Adobe Acrobat is one example of proprietary software that allows the user to annotate, highlight, add notes to already created PDF files. One UNIX application available as free software (under the GNU General Public License) is PDFedit. Another GPL-licensed application native to the Linux environment is Xournal. Xournal allows for annotating in different fonts and colours, as well as a rule for quickly underlining and highlighting lines of text or paragraphs. Xournal also has a shape recognition tool for squares, rectangles and circles. In Xournal annotations may be moved, copied and pasted. The freeware Foxit Reader allows annotating but adds a watermark on each annotated page. The commercial version of the package does not have this limitation.
Several applications embracing the PDF standard are now available as an online service including Scribd for viewing and storing, Pdfvue for online editing, and Zamzar for PDF Conversion.
In 1993 the Jaws RIP from Global Graphics became the first shipping prepress RIP that interpreted PDF natively without conversion to another format. The company released an upgrade to their Harlequin RIP with the same capability in 1997.
Agfa-Gevaert introduced and shipped Apogee, the first prepress workflow system based on PDF, in 1997.
Many commercial offset printers have accepted the submission of press-ready PDF files as a print source, specifically the PDF/X-1a subset and variations of the same. The submission of press-ready PDF files are a replacement for the problematic need for receiving collected native working files.
PDF was selected as the "native" metafile format for Mac OS X, replacing the PICT format of the earlier Mac OS. The imaging model of the Quartz graphics layer is based on the model common to Display PostScript and PDF, leading to the nickname "Display PDF". The Preview application can display PDF files, as can version 2.0 and later of the Safari web browser. System-level support for PDF allows Mac OS X applications to create PDF documents automatically, provided they support the Print command. The files are then exported in PDF 1.3 format according to the file header. When taking a screenshot under Mac OS X versions 10.0 through 10.3, the image was also captured as a PDF; in 10.4 and 10.5 the default behaviour is set to capture as a PNG file, though this behaviour can be set back to PDF if required.
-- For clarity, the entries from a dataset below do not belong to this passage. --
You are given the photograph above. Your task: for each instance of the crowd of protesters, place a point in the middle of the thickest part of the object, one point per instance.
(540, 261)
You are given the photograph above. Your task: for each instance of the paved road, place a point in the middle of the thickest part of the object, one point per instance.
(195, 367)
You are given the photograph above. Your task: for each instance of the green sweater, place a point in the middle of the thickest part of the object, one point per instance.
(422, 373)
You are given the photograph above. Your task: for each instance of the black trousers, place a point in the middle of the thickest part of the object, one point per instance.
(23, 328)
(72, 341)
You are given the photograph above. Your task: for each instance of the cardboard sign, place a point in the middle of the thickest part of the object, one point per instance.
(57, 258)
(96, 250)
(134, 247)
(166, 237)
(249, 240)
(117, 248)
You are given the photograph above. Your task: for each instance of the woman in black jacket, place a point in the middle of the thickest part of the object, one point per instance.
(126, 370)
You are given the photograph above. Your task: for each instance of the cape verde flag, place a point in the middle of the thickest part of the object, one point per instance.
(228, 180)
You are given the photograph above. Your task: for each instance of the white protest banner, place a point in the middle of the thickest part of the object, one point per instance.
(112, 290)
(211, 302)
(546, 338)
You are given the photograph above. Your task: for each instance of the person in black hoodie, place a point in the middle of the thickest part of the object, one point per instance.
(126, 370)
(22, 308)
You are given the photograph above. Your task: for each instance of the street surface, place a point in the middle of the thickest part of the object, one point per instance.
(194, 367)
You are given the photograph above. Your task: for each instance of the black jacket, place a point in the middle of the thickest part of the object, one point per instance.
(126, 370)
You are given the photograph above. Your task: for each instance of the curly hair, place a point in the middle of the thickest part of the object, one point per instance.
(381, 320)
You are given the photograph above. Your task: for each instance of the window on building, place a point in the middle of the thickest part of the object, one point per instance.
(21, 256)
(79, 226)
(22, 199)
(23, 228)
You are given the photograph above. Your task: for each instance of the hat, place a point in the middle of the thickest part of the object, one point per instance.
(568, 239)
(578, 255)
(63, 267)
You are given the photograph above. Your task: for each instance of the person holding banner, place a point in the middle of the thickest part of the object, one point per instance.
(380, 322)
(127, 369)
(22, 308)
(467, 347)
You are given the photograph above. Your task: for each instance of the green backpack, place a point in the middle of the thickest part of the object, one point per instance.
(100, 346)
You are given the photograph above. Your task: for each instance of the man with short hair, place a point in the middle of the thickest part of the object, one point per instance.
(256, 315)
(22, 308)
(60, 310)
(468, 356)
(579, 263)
Some desktop printers also support direct PDF printing, which can interpret PDF data without external help. Currently, all PDF capable printers also support PostScript, but most PostScript printers do not support direct PDF printing.
The Free Software Foundation considers one of their high priority projects to be "developing a free, high-quality and fully functional set of libraries and programs that implement the PDF file format and associated technologies to the ISO 32000 standard." The GNUpdf library has, however, not been released yet, while Poppler has enjoyed wider use in applications such as Evince, which comes with the GNOME desktop environment, at the expense of relying on the GPLv2-licensed Xpdf code base that can't be used by GPLv3 programs.
The Apache PDFBox project of the Apache Software Foundation is an open source Java library for working with PDF documents. PDFBox is licensed under the Apache License.